Because patients may have subtle pain or weakness, it may be difficult to arrive at a specific diagnosis of toxic neuropathy.
Symptoms & Signs
(Not all symptoms and signs may be present.)
- Difficulty walking
Evaluation & Tests
(Not all evaluation and tests may be necessary.)
- Physical examination
- Neurological exam
- Nerve conduction velocity test
- Blood test for toxins
- Urine test for toxins
Treatment & Therapy
(Not all treatments and therapies may be indicated.)

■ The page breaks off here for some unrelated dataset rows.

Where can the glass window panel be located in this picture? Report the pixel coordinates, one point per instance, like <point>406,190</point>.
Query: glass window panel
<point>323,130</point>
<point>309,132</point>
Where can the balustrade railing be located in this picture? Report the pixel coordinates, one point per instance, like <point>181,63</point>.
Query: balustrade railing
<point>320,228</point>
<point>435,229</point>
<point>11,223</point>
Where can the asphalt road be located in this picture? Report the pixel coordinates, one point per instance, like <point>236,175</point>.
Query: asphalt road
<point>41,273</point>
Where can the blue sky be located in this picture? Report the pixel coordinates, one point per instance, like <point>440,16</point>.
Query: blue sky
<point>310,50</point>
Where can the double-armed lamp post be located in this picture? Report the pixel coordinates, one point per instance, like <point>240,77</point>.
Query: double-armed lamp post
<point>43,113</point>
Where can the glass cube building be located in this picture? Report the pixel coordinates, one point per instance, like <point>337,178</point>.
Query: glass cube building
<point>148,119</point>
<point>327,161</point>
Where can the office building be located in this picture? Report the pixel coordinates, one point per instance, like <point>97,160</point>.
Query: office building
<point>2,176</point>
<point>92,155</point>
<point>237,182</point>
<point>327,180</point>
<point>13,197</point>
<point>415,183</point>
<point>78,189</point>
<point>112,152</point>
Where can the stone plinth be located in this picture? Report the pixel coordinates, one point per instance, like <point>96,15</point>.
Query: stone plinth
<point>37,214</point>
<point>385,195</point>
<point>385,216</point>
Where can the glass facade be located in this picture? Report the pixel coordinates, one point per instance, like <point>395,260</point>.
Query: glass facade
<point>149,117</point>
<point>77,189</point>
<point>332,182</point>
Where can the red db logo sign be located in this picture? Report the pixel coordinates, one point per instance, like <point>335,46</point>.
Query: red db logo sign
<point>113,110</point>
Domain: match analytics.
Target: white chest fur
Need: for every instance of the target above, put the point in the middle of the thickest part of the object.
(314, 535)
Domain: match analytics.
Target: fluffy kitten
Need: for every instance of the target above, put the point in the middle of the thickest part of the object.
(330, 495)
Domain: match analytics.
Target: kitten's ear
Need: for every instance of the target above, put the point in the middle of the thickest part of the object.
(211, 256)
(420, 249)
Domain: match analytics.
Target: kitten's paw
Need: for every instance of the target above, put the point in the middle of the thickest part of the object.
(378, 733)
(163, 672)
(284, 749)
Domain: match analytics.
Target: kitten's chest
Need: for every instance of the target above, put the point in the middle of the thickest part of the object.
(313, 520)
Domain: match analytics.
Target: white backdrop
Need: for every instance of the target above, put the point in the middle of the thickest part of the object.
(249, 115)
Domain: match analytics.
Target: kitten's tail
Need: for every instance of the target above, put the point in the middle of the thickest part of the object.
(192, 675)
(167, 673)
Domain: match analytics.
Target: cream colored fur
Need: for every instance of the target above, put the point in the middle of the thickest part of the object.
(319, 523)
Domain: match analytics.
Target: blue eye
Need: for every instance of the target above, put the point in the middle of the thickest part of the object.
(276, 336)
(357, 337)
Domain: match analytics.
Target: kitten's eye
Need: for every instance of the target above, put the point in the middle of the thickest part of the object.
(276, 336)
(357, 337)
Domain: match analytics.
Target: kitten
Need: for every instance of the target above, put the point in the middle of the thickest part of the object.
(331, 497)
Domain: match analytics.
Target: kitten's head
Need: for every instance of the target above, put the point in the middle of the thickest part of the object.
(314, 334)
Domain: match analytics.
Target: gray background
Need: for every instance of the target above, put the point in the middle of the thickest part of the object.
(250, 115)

Over-the-counter pain medication for mild pain
For severe pain, take over-the-counter pain medication or prescription drugs used for peripheral neuropathy, on a regular basis—rather than waiting until nighttime when symptoms can become more severe
Eliminate exposure to toxins; both occupational and environmental
Quit recreational drug habit
Take safety measures to compensate for loss of sensation
Ask your doctor about special therapeutic shoes (which may be covered by Medicare and other insurance).